Humedad por capilaridad
Se produce cuando el agua sube desde el terreno a través de muros o cimientos.
Es habitual en plantas bajas, viviendas antiguas o zonas con mala impermeabilización. La solucionamos con una barrera antihumedad mediante inyecciones de resinas hidrófugas o corte físico, junto con morteros deshumidificantes.
Humedad por filtración
Aparece cuando el agua entra desde cubiertas, fachadas, terrazas, sótanos o grietas, y genera manchas, desprendimientos, malos olores y daños estructurales.
Intervenimos con membranas impermeabilizantes, poliuretano, láminas bituminosas, EPDM y sellado profesional de grietas.
Humedad por condensación
Está provocada por el exceso de vapor interior, la mala ventilación y los puentes térmicos, y suele aparecer en paredes, techos, ventanas y zonas con poca renovación de aire.
La corregimos mejorando la ventilación, el aislamiento térmico y los sistemas de extracción.
Humedad accidental
Tiene su origen en fugas de tuberías, instalaciones o averías puntuales.

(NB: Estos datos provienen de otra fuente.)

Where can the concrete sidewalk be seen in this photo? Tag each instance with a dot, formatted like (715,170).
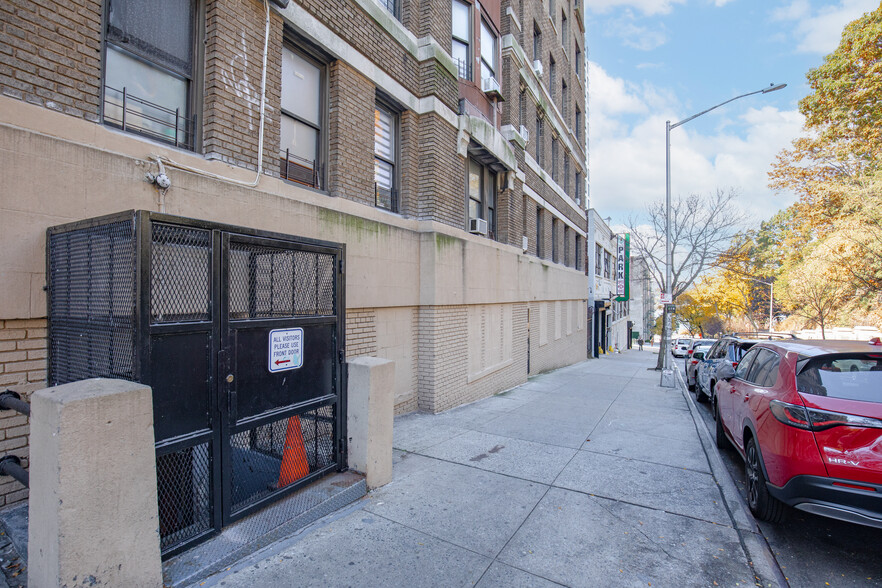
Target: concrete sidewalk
(591,475)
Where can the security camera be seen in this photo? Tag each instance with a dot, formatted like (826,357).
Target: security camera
(163,181)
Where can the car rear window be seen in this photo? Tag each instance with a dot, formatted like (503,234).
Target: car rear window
(857,377)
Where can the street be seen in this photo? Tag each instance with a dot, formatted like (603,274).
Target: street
(811,550)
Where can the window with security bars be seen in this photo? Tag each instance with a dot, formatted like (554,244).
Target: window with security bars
(385,156)
(150,69)
(302,118)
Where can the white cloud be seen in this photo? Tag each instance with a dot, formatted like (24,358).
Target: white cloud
(819,31)
(627,150)
(648,7)
(633,35)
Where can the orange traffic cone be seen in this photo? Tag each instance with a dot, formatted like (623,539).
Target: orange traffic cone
(294,463)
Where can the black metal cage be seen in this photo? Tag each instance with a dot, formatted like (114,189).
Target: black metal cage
(240,335)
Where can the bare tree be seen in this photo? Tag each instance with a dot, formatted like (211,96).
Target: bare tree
(701,228)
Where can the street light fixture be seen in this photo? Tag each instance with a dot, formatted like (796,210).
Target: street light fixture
(771,286)
(666,327)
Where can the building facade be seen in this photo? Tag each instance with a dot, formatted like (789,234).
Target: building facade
(442,141)
(611,324)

Con el fin de solucionar esta humedad, localizamos la fuga, reparamos la avería y aplicamos un secado técnico con saneado completo de la zona afectada.
Humedad lateral
Es frecuente en sótanos y muros enterrados, donde el agua del terreno ejerce presión sobre las paredes.
Para su tratamiento aplicamos soluciones con drenaje perimetral, membranas impermeables y morteros cementosos impermeabilizantes.